When we used to play together, I would mother her, comb her long blonde hair, and constantly give her my attention. 

As an adult, when I was going through probably one of the most difficult times of my life, she was there with profound wisdom, this time, taking care of me.


Her accomplishments are too numerous to count.  She sings, she acts, she counsels...what can't she do? Her ability to be intuitive is amazing. Am I jealous? Hell yes! 
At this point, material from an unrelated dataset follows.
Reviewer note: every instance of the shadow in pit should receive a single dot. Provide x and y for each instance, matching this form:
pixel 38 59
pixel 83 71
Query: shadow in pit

Lastly, my youngest sister. She is my sister by choice.  She is about fifteen years younger than me:






She has captured my heart with her eccentric ways, her beautiful voice and her heart of understanding.  She is so beauituful that I have to make sure she doesn't fall for a guy just because he can't resist her timely, angelic beauty.  Am I jelous?  Hell yes! She is one that I call when all is out of control....not just a snow storm, not just a ghetto hotel, but when chaos seems to be covering me and I have no idea who I am.  I didn't grow up with her, but I will grow old knowing she is a part of my life, like my own blood.  Her sense of humor never ceases to make me smile exactly when I need to smile.  Because of her love of animals, she understands my extreme love of animals.  She is who I am in so many ways. 


A woman needs sisters!  How can life be full without these beautiful creatures who teach so much, give so much and accept you, just as you are, in all your weaknesses, addicitons, eccentricities and yes, and all of your talents.  I love these women as my own soul and will be forever grateful to them.  When I die, don't look too far away, I'll speak to each of you. 



Listen....Probably through a song, a pet, a dream, or maybe, if I'm lucky, my own voice.  And I'll say the same thing..."I love you, thank you so much for who you are and how you love me."